Я смотрю себе под ноги и велю слезам оставаться там, где положено, — внутри.
Вроде они уже собрались уходить, но вдруг лопоухий снова подступился ко мне. Он опять гадко, одной половиной лица, ухмыльнулся, слегка наклонил голову и, откачнувшись назад, ухватил меня за брюки и дернул.
— Эй! — завопил я. — Что ты…
Брюки остались на месте — их держит ремень. Но лопоухий вытащил из кармана крохотный перочинный ножик — лезвие в пару сантиметров длиной. Как я ни бился, лопоухий легко разрезал мой жалкий ремешок и снова взялся за штаны. На этот раз он рванул со всей силы. Пуговица отлетела, и штаны упали на землю.
Вместе с трусами.
— Если кому-то его звезды покажется мало, то вот это, — Оскар ткнул пальцем и заржал, — их точно убедит.
И они наконец убежали.
Слезы больше не хотели оставаться, где им положено.
Прошло много времени, прежде чем какой-то прохожий меня отвязал. Он не спрашивал, что со мной случилось, а я не рассказывал. Поблагодарил, не глядя ему в лицо.
Я пошел прямиком домой, левой рукой придерживая штаны и пытаясь придумать, как объяснить маме, куда делась пуговица. Я ее так и не нашел. Правда, искал я недолго.
— Почему он не может пойти вперед на три клетки, а потом на одну вбок? — спросил я.
— Потому что такие правила, Миша, — ответил папа. — Конь может передвигаться на две клетки вперед и на одну вбок или на одну вперед и на две вбок.
— В шахматах слишком много правил, мне правила и в жизни надоели. Давай просто в шашки поиграем?
Папа оглянулся на маму — она сидела в кресле и штопала дыры в наших носках. Раньше мы покупали новые. Раньше мы много чего делали — например, гуляли по набережной, а теперь это запрещено. Лучшее место в Праге, и его у нас отняли.
Мама как-то почувствовала, что папа смотрит на нее, и подняла глаза от синего носка, с которым возилась. Пожала плечами.
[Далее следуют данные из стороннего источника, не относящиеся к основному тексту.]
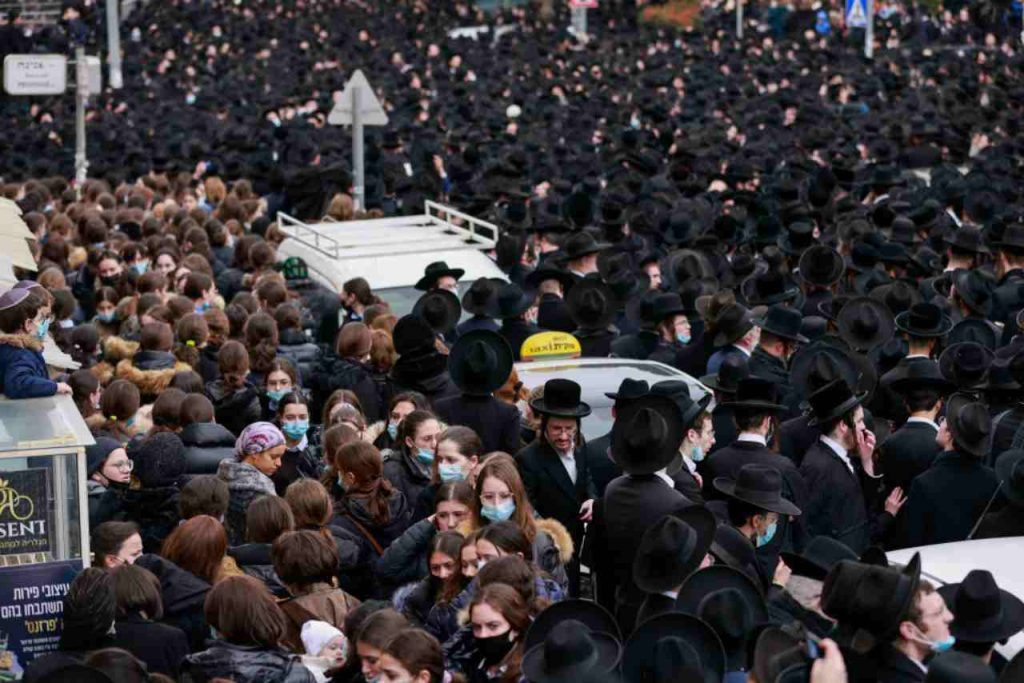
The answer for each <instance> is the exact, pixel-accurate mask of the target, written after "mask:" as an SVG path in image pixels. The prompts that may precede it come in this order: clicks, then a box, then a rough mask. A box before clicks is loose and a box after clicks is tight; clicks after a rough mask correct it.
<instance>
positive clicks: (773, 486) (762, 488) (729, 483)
mask: <svg viewBox="0 0 1024 683" xmlns="http://www.w3.org/2000/svg"><path fill="white" fill-rule="evenodd" d="M713 483H714V485H715V488H717V489H718V490H720V492H722V493H723V494H725V495H726V496H728V497H730V498H734V499H736V500H737V501H741V502H743V503H746V504H749V505H753V506H754V507H756V508H760V509H762V510H768V511H769V512H777V513H778V514H780V515H791V516H794V517H796V516H798V515H800V508H798V507H797V506H796V505H794V504H793V503H791V502H790V501H787V500H785V499H784V498H782V475H781V474H780V473H779V471H778V469H777V468H774V467H771V466H770V465H758V464H756V463H750V464H746V465H743V466H742V467H740V468H739V471H738V472H737V473H736V478H735V479H731V478H729V477H715V481H714V482H713Z"/></svg>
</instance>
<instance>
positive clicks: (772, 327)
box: [754, 304, 809, 344]
mask: <svg viewBox="0 0 1024 683" xmlns="http://www.w3.org/2000/svg"><path fill="white" fill-rule="evenodd" d="M803 319H804V316H803V315H802V314H801V313H800V311H799V310H797V309H796V308H790V307H788V306H783V305H781V304H775V305H774V306H770V307H769V308H768V311H767V312H766V313H765V314H764V316H762V317H757V318H754V324H755V325H757V326H758V327H760V328H761V330H762V332H767V333H769V334H772V335H774V336H776V337H778V338H779V339H787V340H790V341H795V342H799V343H801V344H806V343H808V341H809V340H808V339H807V337H805V336H804V335H802V334H800V325H801V323H802V322H803Z"/></svg>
— Миша! — Папа снова повернулся к кухонному столу, за которым мы оба сидели. — Предлагаю так: еще десять минут шахматы, а потом поиграем в любую игру по твоему выбору. Годится?
— Слишком сложно, — ответил я, пытаясь поставить одну свою пешку на голову другой. Разумеется, она упала и сшибла еще несколько шахматных фигур.
— Верно, — сказал папа, устанавливая фигуры на место. — Это очень сложная игра, очень. Но и очень красивая. И она тебя научит думать, а это…
Я пытаюсь вслушаться в его слова, правда пытаюсь, но почему-то не получается. А с утра, когда мы сговаривались с папой, что к четырем часам он будет дома и мы поиграем, я так радовался. Единственное хорошее во всех этих переменах — папа больше времени проводит с нами. Я-то рассчитывал поиграть в карты, во что-то, что у меня получается. Но последнее время папа хочет играть только в шахматы. А они слишком сложные.